Luego entonces busqué en mi biblioteca dos libros de esos que por injusticia solemos dejar olvidados. Allí estaban “El mirón”, de Robbe-Grillet y “El hombre que mira” de Alberto Moravia. No voy a ponerme pesado con eso de transitar caminos que uno desconoce o ejercitar partituras que toca de oído. Para nada; simplemente tuve ganas de hacerlo, de releer un rato antes de proceder a las confidencias que se avecinan, y digo confidencias y no confesiones porque como ustedes bien adivinarán, se trata de una distinción semántica por la cual, suena claro, quiero tomar partido.
Todo me sucedió por ser un mirón abstracto y sin vuelo poético, porque para ello ahí les dejé los versos de Quevedo y les recuerdo ahora lo que se dice de don Guillermo (Shakespeare): parece ser que se regocijaba con caminatas lentas, orientado por el hojaldrozo ruido a fru fru que hacían los miriñaques de las damas de su tiempo.

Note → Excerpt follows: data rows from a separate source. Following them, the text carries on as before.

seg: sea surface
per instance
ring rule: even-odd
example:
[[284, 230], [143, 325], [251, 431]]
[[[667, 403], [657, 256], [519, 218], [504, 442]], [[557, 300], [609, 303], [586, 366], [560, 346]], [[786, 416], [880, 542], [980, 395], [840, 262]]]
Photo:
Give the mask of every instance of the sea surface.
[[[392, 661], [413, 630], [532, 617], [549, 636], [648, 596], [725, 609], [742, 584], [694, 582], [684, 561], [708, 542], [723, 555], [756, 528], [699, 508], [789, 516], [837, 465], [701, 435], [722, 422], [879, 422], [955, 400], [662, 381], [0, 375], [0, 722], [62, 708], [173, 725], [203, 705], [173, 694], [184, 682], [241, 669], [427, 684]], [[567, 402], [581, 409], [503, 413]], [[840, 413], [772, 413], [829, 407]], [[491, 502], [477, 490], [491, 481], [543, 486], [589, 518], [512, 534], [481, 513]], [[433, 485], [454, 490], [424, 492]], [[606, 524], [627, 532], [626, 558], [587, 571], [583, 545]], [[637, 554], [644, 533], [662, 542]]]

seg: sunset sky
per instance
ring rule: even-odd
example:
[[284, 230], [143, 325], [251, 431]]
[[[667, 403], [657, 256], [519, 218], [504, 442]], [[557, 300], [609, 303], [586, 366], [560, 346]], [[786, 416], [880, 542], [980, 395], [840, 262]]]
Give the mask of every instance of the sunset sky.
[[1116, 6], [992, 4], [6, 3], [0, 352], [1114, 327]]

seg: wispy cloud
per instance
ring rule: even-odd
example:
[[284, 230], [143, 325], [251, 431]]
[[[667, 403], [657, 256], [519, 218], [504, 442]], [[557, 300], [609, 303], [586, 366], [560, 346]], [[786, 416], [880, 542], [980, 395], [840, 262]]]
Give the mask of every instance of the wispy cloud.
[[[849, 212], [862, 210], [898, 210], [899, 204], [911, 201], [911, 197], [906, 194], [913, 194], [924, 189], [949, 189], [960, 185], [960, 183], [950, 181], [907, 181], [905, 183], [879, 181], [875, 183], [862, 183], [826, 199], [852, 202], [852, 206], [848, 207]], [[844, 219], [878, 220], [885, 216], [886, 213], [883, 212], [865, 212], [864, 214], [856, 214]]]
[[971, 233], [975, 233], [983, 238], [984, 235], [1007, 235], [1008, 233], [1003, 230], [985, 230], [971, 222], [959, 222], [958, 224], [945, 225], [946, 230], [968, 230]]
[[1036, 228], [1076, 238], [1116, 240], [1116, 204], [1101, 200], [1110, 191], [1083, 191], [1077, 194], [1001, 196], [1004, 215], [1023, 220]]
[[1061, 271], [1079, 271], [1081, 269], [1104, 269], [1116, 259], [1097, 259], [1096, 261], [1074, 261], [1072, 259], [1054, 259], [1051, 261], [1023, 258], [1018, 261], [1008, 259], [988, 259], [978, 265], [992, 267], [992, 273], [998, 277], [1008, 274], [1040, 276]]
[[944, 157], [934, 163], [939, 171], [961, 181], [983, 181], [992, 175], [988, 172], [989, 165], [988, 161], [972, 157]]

Lo mió fue más vulgar. Estaba por tierras de Berisso, probando los vinos de la Veintitrés anterior, cuando de repente me paré frente a un puesto de empanadas. Lucían ellas ahí, se ofrecían crujientes; no sabía por cuál decidirme, si por las de carne o por las de humita. Para aclarar la mente y el torbellino de mis deseos, levanté la vista y la fijé, se los juro, en el vacío distante.
Para desgracia del deseoso, el vacío no resultó tan vacío, por lo menos a los ojos de un señor que comenzó a escrutarme con rayos de pocos amigos. Muy cerca del horizonte de mi duda se encontraba de pie, oronda y muy churrasca, dicho sea de paso, la encargada de atender el puesto de empanadas: resultó ser la dama, esposa, novia o amante de mi escrutador anónimo, quien ya lucía pinta de cuchillero. Nada me quedé a averiguar; cambié de rumbo con un tentempié frustrado en la cuenta de mi debe.
Recién pude desquitarme un rato después; eran de humita y supongo tan sabrosas como aquellas originales que, por un mal entendido, no pude disfrutar. Un vez cumplido mi paseo por Berisso enfilé el regreso para Buenos Aires; y como todo me sucedió, como les decía, por ser un mirón abstracto, es que rumbié para Congreso, constate que no hubiese cuchilleros a la vista y fije mis retinas sobre las que creo son unas de las mejores empanadas de nuestra ciudad: las de La Americana, en la esquina de Callao y Bartolomé Mitre.
Sin maridos, novios o amantes fundamentalistas que me acobardasen, pedí dos de carne picante y un vaso de moscato. Pude entonces mirar y oír frus frus a mis anchas.